The diagnosis was likely multiple sclerosis, the scientists speculated, which would make hers one of the first recorded cases. Her blindness and restored sight were neither curse nor miracle, but rather an affliction as ordinary as a failing nerve. MUCH ABOUT MULTIPLE sclerosis--what renders someone susceptible to it, for instance, or even what determines whether a predisposed person will begin having symptoms at fourteen or twenty-four--remains mysterious, as inscrutable to doctors now as the causes of Saint Lidwina''s suffering were in her day. What little we do know suggests that the immune system plays a key role.I Our immune system is armed for warfare, designed to neutralize and even physically devour anything it deems a threat. Most often, these threats are invaders from outside the body: viruses and bacteria, which the immune system recognizes as foreign by the telltale proteins and genetic sequences that mark their surfaces, different from the ones that make up the human body. Sometimes, these threats are from within: the dying cells filling a wound, for instance, which the immune system consumes so that they can be replaced with healthy tissue. In autoimmune diseases, including multiple sclerosis, something goes awry in the finely tuned machinery that distinguishes the body''s own healthy cells from a potential threat.
Instead of rooting out invading pathogens and cleaning up the debris of trauma, the immune system begins to devour the body it was designed to protect. At their core, these diseases represent a sort of civil war, the systems of the body in combat with one another. On the battleground of the body, the brain and spinal cord exist in a privileged space, protected from even the blood coursing through them by a microscopic barrier of tightly bound cells that rings every capillary like stones in a fortress wall. The barrier is intended to keep infections of the blood from drifting into the brain. In people with multiple sclerosis, this barrier becomes leaky, the immune cells that circulate in the blood breaching the fortress wall and invading the nervous system. In some ways, the nervous system is unfathomable; in others, it is remarkably banal. In our brains and spinal cords, the stuff of strength, sensation, and consciousness travels across vast distances--from cortex to extremities--as electricity, carried by the long, filamentous axons of each of our neurons. Each axon is encased in a fatty sheath of insulation, corralling the electrical signals it carries to keep them from leaking out before they reach their intended target.

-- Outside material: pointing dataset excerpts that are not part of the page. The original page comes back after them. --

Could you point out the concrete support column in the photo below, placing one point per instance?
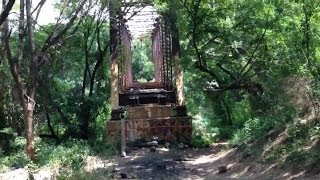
(179, 81)
(114, 74)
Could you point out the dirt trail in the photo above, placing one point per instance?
(192, 164)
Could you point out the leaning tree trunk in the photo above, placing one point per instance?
(31, 89)
(28, 120)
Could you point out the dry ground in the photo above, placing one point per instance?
(188, 164)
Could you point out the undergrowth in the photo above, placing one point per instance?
(65, 158)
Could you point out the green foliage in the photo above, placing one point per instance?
(203, 134)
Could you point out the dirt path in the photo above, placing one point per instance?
(165, 163)
(192, 164)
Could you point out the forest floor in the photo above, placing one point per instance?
(189, 163)
(173, 163)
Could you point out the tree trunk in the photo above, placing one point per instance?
(28, 121)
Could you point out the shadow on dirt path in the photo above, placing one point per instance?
(191, 164)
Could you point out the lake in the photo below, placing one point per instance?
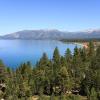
(15, 52)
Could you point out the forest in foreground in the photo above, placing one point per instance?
(74, 76)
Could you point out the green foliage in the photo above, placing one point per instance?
(56, 79)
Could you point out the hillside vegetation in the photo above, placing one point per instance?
(70, 77)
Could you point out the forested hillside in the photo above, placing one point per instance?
(70, 77)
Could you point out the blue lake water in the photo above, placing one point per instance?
(15, 52)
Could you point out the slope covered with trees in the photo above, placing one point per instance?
(65, 77)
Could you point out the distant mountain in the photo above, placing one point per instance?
(52, 34)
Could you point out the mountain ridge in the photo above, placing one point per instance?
(52, 34)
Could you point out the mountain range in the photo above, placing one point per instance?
(52, 34)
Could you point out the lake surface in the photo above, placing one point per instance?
(15, 52)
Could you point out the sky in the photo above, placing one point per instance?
(65, 15)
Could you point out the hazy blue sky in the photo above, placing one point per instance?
(69, 15)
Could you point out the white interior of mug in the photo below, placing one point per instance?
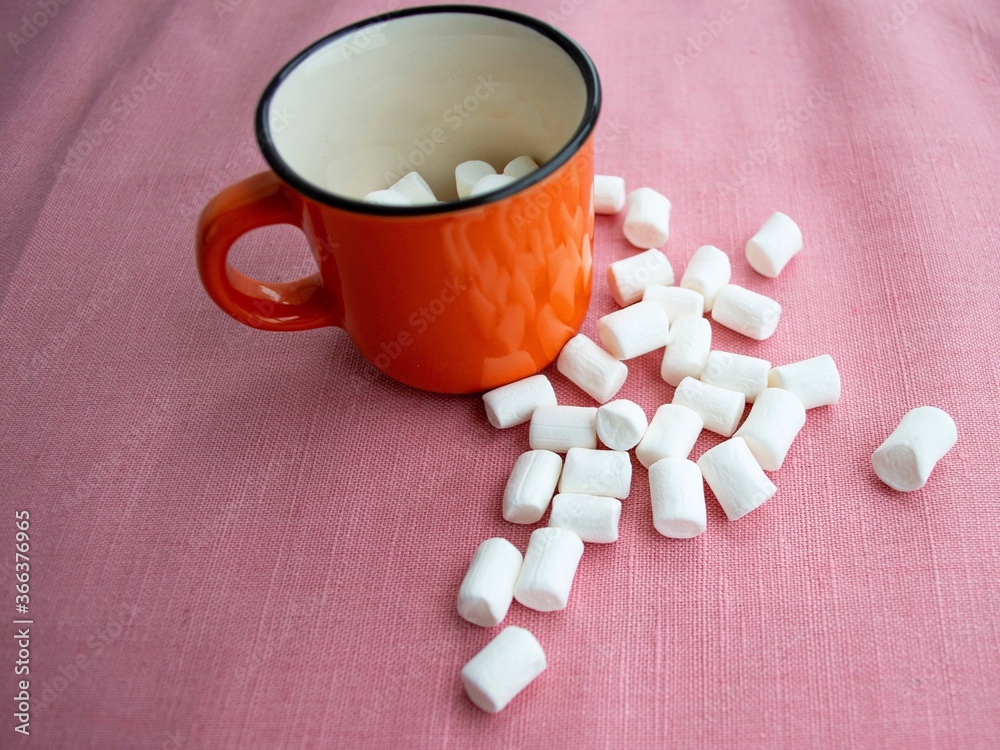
(424, 93)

Attacked by an overactive immune system, this insulation begins to fray, gnawed and degraded like the faulty, mouse-bitten wiring of an old house, the signal ebbing from bare patches of wire so that it grows weaker with each millimeter of the journey. Multiple sclerosis is the most common of a family of illnesses called demyelinating diseases for the way they erode the particles of protein and fat that make up this insulation-- myelin , the name derived from the Greek for "marrow," because of its abundance at the heart of the brain. On an MRI, multiple sclerosis is luminous, the gadolinium contrast injected into the blood vessels spillin.